In another aspect, the diesel boiling range hydrocarbons (and any additional selected hydrocarbons), which are preferably separated as a distillate in the fractionation zone, are directed to a liquid-phase reaction zone at conditions effective to ultimately produce an effluent including the ultra low sulfur diesel (i.e., less than about 10 ppm sulfur) with improved cetane numbers (i.e., about 40 to about 60).

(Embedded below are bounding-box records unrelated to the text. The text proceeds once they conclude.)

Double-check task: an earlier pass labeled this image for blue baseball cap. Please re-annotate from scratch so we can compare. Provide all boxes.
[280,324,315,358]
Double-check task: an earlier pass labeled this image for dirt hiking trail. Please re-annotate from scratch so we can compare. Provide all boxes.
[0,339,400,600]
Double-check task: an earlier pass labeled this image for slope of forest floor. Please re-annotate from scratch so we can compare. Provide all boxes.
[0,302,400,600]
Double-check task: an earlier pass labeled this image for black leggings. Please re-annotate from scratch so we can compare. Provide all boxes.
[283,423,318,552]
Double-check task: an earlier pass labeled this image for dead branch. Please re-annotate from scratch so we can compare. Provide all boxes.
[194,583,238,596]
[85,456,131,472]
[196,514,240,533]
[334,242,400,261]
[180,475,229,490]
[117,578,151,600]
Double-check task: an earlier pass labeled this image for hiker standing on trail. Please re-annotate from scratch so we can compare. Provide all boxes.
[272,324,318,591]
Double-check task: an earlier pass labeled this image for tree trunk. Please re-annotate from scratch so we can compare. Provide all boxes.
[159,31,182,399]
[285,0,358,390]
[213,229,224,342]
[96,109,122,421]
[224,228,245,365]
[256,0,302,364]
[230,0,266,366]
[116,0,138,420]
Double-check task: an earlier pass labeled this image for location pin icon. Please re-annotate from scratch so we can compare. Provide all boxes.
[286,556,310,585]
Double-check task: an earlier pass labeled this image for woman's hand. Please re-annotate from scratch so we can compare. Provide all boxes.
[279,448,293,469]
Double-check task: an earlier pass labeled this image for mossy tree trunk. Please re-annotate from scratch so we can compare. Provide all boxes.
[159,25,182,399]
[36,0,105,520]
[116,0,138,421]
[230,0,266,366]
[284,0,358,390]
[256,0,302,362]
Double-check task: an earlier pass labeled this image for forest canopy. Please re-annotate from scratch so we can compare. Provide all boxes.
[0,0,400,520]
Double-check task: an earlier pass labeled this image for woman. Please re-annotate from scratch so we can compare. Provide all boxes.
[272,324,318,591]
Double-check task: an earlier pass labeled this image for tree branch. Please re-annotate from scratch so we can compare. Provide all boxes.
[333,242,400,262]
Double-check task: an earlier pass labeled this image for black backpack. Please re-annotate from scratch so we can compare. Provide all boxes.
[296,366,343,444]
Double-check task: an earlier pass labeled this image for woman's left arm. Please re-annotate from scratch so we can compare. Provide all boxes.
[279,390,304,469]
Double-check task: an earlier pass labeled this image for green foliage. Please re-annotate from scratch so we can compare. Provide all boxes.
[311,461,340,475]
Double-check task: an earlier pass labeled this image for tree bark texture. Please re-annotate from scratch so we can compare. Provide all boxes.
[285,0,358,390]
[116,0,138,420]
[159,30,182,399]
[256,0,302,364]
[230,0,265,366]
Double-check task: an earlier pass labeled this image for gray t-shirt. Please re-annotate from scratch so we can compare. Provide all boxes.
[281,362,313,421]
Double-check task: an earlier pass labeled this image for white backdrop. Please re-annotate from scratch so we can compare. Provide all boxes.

Generally, the liquid-phase reaction zone is operated at a temperature from about 315° C. (600° F.) to about 400° C. (750° F.), a pressure from about 2.1 MPa (300 psig) to about 13.8 MPa (2000 psig) (preferably 3.5 MPa (500 psig) to about 6.2 MPa (9000 psig)), and a liquid hourly space velocity from about 0.5 hr−1 to about 10 hr−1 to produce the effluent with less than 10 ppm sulfur and cetane numbers from about 40 to about 60. The liquid-phase reaction zone preferably includes a hydrodesulfurization catalyst, which can be any of the previously described hydrotreating catalysts, in amounts effective to convert the diesel boiling distillate to ULSD with improved cetane numbers. However, other catalysts and/or operating conditions may also be used depending on the particular feed streams and desired product quality.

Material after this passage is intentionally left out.